Recruiters have generally steered away from players in his mould, though that’s not to say he couldn’t be a second-round selection. It’s a case of looking forward and projecting how each player may fit in once they hit AFL level. He could prove many people wrong and be a readymade asset.
As for Delean, it’s a good argument to make that he has been unlucky to fall out of the 30. He consistently hits the scoreboard and has unbelievable natural skill, but can still work on some of the traits which have become required of current day small forwards. Again, others rise around him, but it doesn’t necessarily mean his colours have been lowered.
Q: What happened to Ashton Moir?
A: This question has been highlighted in just about every Q&A this year, so you can refer to last month’s edition for a more extensive answer. Obviously he hasn’t hit the heights expected of him at the start of the year, but has enough potential and talent to just about warrant a spot in the top 30 for now.
Q: How does Will Brown rank?
A: Brown is another player who has been brought up numerous times this year. He received a state combine invite and thus is still on the radar for recruiters, but his likely path to be drafted is to do so as a forward. Sandringham has begun to play him there more permanently, with the shortcomings outlined last month appearing largely in his midfield game. For us, he’s a late-draft or rookie chance.
Q: Where do you have Billy Wilson?
A: Wilson also features on the state combine list and has done some impressive things since shifting into Dandenong’s midfield. He has already proven his nous as a half-back, but is adding strings to his bow on-ball and having little trouble accumulating possessions. He can still improve on his inside game and use by hand, and may be considered around the very competitive 35-60 mark come draft time.
Q: Thoughts on Orlando Turner?
A: An AFL Academy member this year, Turner missed out on a national combine invite but will feature in the state event. He hasn’t had much exposure at high levels with only one SANFL Under 18s game and a limited run in the Allies side, but has the relative safety of being tied to Melbourne’s NGA. He’s an exciting prospect, and perhaps his best path to the AFL will be via the Dees’ Category B rookie list.
Q: Where is Kristian Ferronato?
A: Ferronato is another state combine invitee whose form at Talent League level has been hard to deny. He can certainly find the footy, turns up from contest to contest, and even hits the scoreboard. Should the midfielder impress at the combine and make a splash in the Knights’ postseason run, maybe even polish up his disposal, he may be considered late in the draft.
Q: Why haven’t any Oakleigh Chargers made the top 30?
A: It has been a unique kind of year for the Chargers, who started the Talent League season without a coach and arguably do not lay claim to the usual raft of top-end talent – at least for this year. There are a number of bottom-agers who will dominate the 2024 intake, but their best chances this year are the likes of Nathan Philactides, Will Lorenz, and Melbourne father-son Kynan Brown. You can add Giants Academy member Harvey Thomas to that list too. As highlighted by last year’s shock Wildcard Round exit, a good postseason showing may be vital to their draft chances after a 5-8 home-and-away run.

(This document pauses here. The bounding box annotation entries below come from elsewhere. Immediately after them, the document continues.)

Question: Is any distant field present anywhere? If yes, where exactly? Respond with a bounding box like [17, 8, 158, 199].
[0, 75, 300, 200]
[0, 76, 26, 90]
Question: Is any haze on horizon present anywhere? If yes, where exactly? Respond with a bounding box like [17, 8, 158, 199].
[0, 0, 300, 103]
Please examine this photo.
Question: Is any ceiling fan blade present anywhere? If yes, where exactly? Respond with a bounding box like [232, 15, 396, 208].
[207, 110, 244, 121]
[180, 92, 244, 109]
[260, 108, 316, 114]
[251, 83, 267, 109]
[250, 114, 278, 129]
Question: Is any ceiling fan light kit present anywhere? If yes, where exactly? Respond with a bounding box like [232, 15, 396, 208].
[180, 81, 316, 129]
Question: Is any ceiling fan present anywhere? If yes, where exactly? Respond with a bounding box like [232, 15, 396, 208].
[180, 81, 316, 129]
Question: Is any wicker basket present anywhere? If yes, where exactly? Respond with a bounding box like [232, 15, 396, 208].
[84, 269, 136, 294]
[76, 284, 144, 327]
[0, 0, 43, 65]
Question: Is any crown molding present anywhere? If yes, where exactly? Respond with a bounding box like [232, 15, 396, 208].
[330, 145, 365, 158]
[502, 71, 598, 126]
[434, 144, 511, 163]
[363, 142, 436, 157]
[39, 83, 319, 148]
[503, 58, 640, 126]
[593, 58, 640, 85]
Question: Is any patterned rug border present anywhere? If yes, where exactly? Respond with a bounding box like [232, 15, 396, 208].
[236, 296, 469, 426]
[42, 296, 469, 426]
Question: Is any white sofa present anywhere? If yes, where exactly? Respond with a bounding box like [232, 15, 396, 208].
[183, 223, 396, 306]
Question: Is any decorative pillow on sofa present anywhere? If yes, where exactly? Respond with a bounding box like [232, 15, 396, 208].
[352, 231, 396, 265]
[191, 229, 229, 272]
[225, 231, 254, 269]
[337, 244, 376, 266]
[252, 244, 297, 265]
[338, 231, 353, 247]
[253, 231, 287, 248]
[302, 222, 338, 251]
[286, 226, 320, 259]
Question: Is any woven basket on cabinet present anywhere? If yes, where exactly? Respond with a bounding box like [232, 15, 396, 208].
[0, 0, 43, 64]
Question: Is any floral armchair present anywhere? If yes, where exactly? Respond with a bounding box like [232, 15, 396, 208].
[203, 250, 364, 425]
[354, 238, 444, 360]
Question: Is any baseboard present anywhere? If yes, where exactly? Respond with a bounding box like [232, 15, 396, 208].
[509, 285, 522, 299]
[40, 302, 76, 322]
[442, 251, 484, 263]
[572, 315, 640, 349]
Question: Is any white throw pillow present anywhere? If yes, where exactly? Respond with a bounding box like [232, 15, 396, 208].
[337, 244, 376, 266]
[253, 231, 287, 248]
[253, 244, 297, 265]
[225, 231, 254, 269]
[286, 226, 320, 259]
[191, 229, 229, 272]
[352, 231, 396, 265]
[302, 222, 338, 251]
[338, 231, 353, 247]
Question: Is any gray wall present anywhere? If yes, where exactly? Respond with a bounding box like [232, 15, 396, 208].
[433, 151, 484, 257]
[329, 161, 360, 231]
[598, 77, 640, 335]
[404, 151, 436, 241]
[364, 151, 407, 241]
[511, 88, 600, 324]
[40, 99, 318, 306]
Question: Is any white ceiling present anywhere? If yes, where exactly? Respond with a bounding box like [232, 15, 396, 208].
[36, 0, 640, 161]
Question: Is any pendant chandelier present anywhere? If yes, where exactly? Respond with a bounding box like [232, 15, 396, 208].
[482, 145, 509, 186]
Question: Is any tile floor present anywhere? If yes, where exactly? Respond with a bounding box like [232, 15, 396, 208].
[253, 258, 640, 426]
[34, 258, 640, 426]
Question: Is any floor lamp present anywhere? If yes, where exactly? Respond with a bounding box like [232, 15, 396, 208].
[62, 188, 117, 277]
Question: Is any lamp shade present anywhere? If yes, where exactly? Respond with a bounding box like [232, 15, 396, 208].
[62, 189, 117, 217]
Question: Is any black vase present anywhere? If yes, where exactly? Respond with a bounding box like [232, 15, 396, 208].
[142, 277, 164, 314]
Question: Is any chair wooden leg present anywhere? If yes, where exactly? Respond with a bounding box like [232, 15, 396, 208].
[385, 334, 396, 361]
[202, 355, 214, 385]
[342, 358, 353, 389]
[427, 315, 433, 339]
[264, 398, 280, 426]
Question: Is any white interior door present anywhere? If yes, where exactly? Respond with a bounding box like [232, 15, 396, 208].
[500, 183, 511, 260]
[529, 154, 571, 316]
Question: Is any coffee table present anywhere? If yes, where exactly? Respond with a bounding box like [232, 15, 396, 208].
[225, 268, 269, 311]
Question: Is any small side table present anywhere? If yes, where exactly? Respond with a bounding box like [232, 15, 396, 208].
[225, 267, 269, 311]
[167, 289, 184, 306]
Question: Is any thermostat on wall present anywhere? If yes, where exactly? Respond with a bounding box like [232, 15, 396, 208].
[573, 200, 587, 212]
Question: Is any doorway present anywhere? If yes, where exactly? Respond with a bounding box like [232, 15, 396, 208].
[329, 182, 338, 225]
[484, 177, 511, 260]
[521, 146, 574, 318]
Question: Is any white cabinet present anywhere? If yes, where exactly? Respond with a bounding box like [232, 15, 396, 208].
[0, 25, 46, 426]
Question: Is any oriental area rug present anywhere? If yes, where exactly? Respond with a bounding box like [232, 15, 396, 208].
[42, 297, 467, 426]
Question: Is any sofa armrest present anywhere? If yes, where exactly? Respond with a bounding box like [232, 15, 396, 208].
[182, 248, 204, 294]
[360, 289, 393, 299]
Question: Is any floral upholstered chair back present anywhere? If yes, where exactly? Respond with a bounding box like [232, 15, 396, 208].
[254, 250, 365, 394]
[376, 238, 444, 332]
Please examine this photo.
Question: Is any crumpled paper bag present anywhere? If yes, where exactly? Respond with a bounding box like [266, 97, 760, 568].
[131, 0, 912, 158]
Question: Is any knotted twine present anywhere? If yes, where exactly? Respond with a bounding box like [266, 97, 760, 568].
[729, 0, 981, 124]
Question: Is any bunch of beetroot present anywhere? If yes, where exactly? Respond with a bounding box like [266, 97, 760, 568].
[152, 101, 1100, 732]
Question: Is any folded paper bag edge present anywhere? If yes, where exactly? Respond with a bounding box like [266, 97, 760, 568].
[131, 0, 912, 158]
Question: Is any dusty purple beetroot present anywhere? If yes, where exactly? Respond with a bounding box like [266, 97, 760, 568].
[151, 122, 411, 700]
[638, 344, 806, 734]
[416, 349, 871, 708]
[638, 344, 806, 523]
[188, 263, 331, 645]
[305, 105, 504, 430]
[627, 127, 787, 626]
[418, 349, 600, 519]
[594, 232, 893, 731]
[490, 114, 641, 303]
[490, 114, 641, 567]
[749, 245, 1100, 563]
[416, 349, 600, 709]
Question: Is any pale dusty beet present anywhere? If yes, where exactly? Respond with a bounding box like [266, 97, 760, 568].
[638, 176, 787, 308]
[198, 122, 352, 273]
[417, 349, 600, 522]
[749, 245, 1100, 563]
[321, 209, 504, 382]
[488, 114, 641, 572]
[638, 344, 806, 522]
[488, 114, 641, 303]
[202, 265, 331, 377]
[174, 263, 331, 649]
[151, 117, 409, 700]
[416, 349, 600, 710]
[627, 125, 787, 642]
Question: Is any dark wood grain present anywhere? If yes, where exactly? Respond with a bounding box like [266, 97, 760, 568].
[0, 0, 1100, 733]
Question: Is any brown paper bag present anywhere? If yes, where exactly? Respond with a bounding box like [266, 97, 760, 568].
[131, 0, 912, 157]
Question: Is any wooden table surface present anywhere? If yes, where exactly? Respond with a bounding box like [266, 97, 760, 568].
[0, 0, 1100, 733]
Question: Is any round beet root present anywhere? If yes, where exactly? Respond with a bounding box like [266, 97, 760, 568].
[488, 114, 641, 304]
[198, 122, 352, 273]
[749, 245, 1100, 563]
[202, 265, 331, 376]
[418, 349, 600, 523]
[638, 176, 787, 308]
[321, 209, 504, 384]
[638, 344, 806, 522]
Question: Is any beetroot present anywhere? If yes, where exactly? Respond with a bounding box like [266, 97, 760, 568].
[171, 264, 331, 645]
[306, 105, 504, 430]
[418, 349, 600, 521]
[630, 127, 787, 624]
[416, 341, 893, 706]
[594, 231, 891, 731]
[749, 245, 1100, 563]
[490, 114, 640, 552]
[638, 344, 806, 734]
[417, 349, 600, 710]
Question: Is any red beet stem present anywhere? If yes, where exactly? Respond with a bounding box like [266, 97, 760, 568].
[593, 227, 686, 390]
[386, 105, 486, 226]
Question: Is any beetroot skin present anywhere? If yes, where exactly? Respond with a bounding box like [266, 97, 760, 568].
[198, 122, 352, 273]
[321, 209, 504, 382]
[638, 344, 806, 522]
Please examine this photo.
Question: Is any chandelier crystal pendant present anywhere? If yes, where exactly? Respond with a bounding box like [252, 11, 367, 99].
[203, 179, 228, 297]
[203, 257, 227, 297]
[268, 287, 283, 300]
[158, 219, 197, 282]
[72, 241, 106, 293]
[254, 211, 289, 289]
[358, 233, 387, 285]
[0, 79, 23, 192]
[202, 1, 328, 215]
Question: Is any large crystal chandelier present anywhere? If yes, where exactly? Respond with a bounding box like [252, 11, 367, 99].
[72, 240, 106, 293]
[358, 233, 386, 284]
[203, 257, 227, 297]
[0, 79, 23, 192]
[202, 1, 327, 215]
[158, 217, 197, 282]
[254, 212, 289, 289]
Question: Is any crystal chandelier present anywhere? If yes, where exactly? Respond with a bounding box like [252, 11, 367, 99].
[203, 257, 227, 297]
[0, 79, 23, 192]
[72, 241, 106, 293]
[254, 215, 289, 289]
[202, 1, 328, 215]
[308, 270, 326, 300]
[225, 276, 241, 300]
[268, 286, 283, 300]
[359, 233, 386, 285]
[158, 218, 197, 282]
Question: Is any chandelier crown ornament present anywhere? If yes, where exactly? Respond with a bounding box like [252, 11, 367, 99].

Q: Who are the best draft prospects for 2024?
A: This question popped up last month and the same answer remains. We have already highlighted a bunch of next year’s top midfielders – a theme of the group – but will highlight the top 24 players to watch in 2024 in this year’s draft guide, set to be released in October.
Q: What is the draft order for this year?
A: It’s still a bit early for this, with only the top 10 set at this stage and big changes in the offing. Once the AFL season is over and trade period gets underway, then the picture gets much clearer and more settled. Of course, it will be listed in this year’s draft guide.